Finally, for a better illustration of the detection performance of the SRC-YOLO model proposed in this paper, part of the ocean images under foggy conditions are selected for validation, as shown in Figure 10. From the detection results in the first row of the figure, we can see that the YOLOv4-tiny model has missed detection in all three images due to the impact of the foggy background. For instance, there is only one object detected in Figure 10a, where two people close to each other overlap, and the tiny targets in both Figure 10b,c are not detected either. The worse situation is that the surfaced fish is incorrectly detected as a person in Figure 10c. In contrast, the detection results in the second row indicate that the SRC-YOLO model can precisely identify both the overlapping people and the tiny objects in the distance, including the interference information in the image. In addition, the confidence in the detection is promoted greatly.

Figure 10. The performance comparison of YOLOv4-tiny and SRC-YOLO. The first row shows the detection results of the original YOLOv4-tiny model, while the second row is for SRC-YOLO. The subplots are the data containing marine boats and people before and after defogging.

4. Conclusions

To improve the performance of object detection in complicated conditions, we propose an improved SRC-YOLO model based on YOLOv4-tiny in this paper, which implements the maritime target search and rescue mission in a foggy environment and attains a higher level of accuracy. The improved SRC-YOLO model effectively detects marine targets in foggy scenes by increasing the mean Average Precision (mAP) of detection results from 79.56% to 86.15%.

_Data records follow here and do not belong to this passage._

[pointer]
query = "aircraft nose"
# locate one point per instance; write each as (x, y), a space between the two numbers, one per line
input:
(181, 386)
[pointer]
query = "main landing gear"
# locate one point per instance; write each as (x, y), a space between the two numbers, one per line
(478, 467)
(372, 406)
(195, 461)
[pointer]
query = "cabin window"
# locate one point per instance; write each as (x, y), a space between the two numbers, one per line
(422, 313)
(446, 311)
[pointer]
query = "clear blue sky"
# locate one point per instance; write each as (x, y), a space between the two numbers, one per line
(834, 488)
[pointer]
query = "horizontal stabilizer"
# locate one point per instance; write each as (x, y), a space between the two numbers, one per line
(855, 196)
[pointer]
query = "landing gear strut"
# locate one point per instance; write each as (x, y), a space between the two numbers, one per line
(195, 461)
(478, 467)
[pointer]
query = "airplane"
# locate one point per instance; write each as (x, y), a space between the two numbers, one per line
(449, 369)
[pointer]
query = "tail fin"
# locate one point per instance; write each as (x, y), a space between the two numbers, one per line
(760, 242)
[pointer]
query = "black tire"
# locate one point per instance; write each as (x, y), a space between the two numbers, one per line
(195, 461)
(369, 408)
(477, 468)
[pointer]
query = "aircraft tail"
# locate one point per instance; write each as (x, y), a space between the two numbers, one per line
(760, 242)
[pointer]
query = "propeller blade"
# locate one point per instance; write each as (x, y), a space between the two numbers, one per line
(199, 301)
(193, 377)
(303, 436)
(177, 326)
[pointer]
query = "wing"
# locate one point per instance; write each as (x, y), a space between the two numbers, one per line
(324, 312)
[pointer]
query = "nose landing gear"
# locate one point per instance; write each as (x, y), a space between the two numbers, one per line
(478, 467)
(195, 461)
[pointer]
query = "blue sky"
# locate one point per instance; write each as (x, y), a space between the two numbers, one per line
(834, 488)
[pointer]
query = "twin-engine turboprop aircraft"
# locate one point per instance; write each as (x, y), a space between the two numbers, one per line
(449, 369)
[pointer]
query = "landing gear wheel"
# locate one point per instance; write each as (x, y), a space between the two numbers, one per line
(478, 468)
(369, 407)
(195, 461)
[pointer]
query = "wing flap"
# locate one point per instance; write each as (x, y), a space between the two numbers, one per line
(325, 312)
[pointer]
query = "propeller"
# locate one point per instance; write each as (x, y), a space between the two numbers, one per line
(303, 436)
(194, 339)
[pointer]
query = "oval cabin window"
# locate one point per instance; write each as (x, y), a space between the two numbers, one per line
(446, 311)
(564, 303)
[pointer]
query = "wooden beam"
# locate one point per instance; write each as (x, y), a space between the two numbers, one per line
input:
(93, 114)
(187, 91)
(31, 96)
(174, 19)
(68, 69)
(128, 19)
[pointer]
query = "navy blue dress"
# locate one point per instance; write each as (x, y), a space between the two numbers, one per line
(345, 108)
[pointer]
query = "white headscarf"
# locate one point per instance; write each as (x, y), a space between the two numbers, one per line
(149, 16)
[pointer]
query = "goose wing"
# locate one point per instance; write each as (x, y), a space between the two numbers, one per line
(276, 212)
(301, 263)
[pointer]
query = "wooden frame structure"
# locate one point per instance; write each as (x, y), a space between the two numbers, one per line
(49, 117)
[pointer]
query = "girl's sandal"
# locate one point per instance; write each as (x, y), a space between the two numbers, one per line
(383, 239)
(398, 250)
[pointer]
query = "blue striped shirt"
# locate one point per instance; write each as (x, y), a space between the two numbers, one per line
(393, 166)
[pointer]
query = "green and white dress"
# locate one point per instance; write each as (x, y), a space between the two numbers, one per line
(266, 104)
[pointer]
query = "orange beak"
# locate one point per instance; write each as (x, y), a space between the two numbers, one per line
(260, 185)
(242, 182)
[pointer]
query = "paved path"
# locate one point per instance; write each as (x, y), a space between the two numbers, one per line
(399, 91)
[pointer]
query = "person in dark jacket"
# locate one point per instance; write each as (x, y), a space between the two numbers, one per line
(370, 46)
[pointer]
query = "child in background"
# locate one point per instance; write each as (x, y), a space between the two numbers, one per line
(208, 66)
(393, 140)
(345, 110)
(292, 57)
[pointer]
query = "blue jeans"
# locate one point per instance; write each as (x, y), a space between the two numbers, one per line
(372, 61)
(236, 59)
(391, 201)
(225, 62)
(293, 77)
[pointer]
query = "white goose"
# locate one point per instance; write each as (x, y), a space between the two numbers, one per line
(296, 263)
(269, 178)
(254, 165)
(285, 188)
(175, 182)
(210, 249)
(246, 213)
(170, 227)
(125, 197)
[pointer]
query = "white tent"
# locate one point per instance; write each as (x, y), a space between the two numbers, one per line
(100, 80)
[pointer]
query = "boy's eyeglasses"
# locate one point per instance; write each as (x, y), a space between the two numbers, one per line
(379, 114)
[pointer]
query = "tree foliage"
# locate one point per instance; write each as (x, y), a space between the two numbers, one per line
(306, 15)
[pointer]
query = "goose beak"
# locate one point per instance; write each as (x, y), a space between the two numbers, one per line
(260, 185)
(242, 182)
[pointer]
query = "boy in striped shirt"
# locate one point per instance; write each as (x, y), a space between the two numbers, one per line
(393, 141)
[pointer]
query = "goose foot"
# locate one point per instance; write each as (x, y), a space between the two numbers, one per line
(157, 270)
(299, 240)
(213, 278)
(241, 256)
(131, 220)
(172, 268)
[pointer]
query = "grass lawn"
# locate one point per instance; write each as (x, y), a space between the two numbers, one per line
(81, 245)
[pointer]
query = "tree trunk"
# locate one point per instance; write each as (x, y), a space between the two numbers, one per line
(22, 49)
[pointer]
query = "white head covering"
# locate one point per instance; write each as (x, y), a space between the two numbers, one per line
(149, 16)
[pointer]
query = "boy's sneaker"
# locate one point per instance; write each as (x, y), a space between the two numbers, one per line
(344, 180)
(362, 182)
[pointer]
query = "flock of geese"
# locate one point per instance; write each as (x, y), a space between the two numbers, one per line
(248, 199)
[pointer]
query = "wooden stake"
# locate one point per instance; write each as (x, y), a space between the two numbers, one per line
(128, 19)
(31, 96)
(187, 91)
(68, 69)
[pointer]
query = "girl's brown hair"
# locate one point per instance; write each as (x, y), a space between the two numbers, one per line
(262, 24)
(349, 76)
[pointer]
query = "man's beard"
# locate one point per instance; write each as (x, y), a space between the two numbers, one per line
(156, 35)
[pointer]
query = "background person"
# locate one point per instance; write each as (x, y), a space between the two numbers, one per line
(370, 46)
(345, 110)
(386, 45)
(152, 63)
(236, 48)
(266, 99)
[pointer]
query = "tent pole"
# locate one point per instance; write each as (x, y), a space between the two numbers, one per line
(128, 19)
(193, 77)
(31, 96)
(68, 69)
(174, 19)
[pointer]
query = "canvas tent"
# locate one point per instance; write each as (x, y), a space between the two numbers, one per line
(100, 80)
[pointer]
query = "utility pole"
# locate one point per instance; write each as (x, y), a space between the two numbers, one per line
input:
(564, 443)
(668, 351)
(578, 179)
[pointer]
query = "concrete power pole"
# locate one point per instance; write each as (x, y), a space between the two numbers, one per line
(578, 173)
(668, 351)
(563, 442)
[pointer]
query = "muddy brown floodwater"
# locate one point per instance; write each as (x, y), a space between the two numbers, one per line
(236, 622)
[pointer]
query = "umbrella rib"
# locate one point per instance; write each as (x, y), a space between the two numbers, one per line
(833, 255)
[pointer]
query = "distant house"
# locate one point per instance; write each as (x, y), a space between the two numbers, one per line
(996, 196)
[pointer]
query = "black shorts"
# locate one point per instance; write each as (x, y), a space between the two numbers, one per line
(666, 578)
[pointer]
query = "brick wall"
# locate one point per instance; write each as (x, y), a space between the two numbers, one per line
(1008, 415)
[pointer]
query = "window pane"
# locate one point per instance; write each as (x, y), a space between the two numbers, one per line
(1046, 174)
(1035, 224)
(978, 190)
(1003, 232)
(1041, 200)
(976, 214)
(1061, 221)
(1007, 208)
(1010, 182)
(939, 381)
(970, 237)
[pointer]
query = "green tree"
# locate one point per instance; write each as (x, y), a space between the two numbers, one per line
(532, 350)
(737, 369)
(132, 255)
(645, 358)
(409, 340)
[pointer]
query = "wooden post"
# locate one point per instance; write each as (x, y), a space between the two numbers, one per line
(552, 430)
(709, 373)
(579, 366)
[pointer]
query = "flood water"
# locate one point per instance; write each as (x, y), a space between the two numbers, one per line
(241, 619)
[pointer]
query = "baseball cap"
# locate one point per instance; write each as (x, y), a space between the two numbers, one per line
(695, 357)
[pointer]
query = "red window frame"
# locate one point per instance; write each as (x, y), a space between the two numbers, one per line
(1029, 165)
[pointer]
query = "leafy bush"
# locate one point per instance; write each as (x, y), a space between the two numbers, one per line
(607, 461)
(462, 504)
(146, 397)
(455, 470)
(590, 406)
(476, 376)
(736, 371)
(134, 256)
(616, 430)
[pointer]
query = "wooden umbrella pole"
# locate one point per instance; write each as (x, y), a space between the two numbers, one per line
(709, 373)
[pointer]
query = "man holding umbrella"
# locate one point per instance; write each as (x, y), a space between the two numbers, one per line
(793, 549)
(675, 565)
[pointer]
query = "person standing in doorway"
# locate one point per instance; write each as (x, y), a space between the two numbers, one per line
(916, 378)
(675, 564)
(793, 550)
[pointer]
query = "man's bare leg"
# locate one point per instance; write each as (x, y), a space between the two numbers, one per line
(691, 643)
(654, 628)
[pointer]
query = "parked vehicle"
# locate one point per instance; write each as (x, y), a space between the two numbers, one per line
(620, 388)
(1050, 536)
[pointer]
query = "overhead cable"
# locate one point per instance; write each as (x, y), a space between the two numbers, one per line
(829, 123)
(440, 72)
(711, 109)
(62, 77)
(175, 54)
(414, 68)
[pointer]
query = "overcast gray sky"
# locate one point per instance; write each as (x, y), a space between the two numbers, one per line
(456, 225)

1.: The Single Scale Retinex algorithm is applied before the feature extraction of YOLOv4-tiny, which can effectively reduce the interference of a foggy environment on the detection and plays an essential role in the accurate identification and localization of ships and people on the sea.
2.: The introduction of the improved RFB_sim module increases the receptive field with the inclusion of only a few parameters. At the same time, it is capable of capturing more detailed feature information, which is beneficial to the detection of small target objects.
3.: Finally, the model’s attention to the object is strengthened by introducing the CBAM combining the information in different dimensions of channel and space, leading to further improvement of the model’s performance.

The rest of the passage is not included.